Una sociedad que quiera mantenerse libre no puede amilanarse ante ataques tan frontales a sus valores prioritarios. La libertad de expresión emana del pensamiento liberal de la Ilustración que iba dirigido contra cualquier poder que la reprimiera ya fuera político, religioso o de cualquier otra índole. Escribió John Stuart Mill: “en caso de duda, hay que apostar por la libertad de expresión.”. Si en un país libre no se puede ejercer la crítica respecto a un credo, del tipo que sea, si aceptamos que se pongan límites a las ideas, terminaremos por consentir que se acabe haciendo lo mismo sobre conductas no específicamente delictivas, en una escala decreciente hasta llegar a perder la condición de ciudadanos.
En cualquier caso, ahogar la voz, las voces personales i/o las colectivas, es moneda corriente no sólo en las dos terceras partes del mundo árabe si no también en nuestro mundo occidental a pesar de que, tan a menudo, se presente a sí mismo como una fortaleza inviolable de la libertad de expresión. Y hoy se dispone de múltiples medios para devaluarla y reducirla a la condición de esclava de una infinidad de valores que emanan de los más diversos focos del poder para la apropiación de la verdad.

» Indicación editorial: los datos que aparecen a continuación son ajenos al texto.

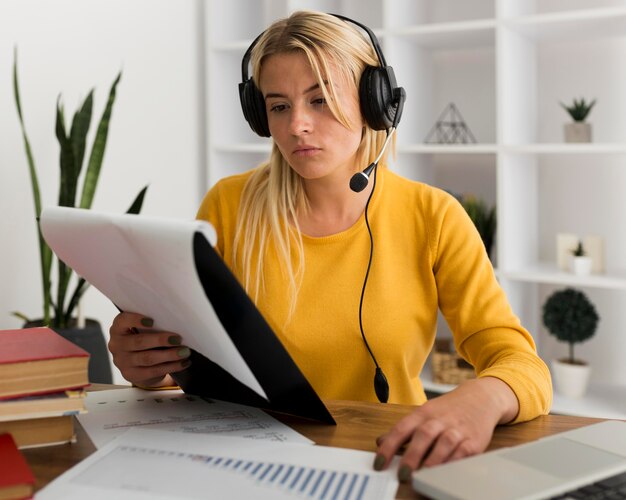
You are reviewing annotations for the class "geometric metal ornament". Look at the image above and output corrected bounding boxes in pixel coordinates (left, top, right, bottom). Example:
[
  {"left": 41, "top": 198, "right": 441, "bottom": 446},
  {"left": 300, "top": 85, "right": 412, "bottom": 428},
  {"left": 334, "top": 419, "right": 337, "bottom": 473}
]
[{"left": 424, "top": 102, "right": 476, "bottom": 144}]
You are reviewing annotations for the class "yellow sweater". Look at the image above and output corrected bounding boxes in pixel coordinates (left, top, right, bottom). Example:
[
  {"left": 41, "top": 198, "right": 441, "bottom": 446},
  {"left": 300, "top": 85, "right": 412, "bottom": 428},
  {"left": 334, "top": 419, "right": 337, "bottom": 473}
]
[{"left": 198, "top": 168, "right": 552, "bottom": 421}]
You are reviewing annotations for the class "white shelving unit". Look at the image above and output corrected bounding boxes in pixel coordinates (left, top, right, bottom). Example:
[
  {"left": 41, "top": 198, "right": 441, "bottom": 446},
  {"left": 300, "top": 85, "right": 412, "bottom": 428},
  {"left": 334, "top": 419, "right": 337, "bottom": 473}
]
[{"left": 205, "top": 0, "right": 626, "bottom": 419}]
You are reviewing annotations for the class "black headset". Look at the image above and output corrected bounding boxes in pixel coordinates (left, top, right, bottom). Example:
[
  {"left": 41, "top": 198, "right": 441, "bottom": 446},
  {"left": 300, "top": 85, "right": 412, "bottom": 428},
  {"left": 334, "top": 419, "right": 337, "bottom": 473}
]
[{"left": 239, "top": 14, "right": 405, "bottom": 137}]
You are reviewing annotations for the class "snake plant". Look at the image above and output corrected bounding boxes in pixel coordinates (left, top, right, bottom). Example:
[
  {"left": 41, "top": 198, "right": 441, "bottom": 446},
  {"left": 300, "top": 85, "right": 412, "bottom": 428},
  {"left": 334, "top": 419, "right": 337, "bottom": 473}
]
[
  {"left": 560, "top": 97, "right": 596, "bottom": 122},
  {"left": 13, "top": 50, "right": 148, "bottom": 328}
]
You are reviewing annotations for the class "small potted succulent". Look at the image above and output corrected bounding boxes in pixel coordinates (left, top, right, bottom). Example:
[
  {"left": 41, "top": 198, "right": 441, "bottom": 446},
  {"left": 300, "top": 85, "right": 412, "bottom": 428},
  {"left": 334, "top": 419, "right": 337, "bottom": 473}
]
[
  {"left": 560, "top": 97, "right": 596, "bottom": 142},
  {"left": 542, "top": 288, "right": 600, "bottom": 398},
  {"left": 570, "top": 240, "right": 593, "bottom": 275}
]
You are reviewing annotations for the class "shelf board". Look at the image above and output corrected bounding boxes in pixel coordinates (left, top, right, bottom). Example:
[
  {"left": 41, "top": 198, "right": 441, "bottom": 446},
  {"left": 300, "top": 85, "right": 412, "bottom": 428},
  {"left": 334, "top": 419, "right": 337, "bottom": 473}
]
[
  {"left": 398, "top": 144, "right": 498, "bottom": 154},
  {"left": 500, "top": 142, "right": 626, "bottom": 154},
  {"left": 398, "top": 143, "right": 626, "bottom": 155},
  {"left": 213, "top": 139, "right": 272, "bottom": 153},
  {"left": 391, "top": 19, "right": 496, "bottom": 49},
  {"left": 421, "top": 368, "right": 626, "bottom": 420},
  {"left": 209, "top": 40, "right": 252, "bottom": 54},
  {"left": 504, "top": 7, "right": 626, "bottom": 41},
  {"left": 496, "top": 263, "right": 626, "bottom": 290}
]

Existe un lenguaje polivalente para engendrar el convencimiento de que dentro de las sociedades avanzadas y democráticas se vive la única realidad posible y también hay otros lenguajes, de referencias tribales, tranquilizadores para dar vida a las formas antiguas del mito, del tótem y del tabú que suplen la razón final. Por ejemplo, el caso de los nacionalismos radicales y de los fundamentalismos ideológicos que hallamos en las sociedades avanzadas. Los muros que había en el mundo han caído pero hay quien quiere sustituirlos con escenografías de oportunidad en las que el protagonismo del hombre se tiene que inventar a través de la recreación del valor de las palabras.
Referirnos hoy, en pleno desarrollo de las nuevas tecnologías, a estructuras de poder políticas, sociales y económicas de nuevo cuño, despersonalizadoras, que condicionan nuestras vidas y exigen la aceptación de verdades únicas empieza a no tener ningún sentido. Internet, a pesar del acoso que sufre desde los diversos poderes fácticos mundiales, es una poderosa e imparable herramienta por medio de la cual las bases sociales, en sus modalidades más diversas, disponen de un canal muy eficaz para la libre expresión.
La cuestión es siempre hasta qué punto la libertad de expresión ha de prevalecer sobre otros derechos que forman parte de la dignidad humana. La frontera en que entran en colisión los dos derechos es tan sutil que desde los tiempos más remotos ha sido objeto tanto de enjuiciamientos por parte de los poderes públicos así como de agravios y hasta duelos.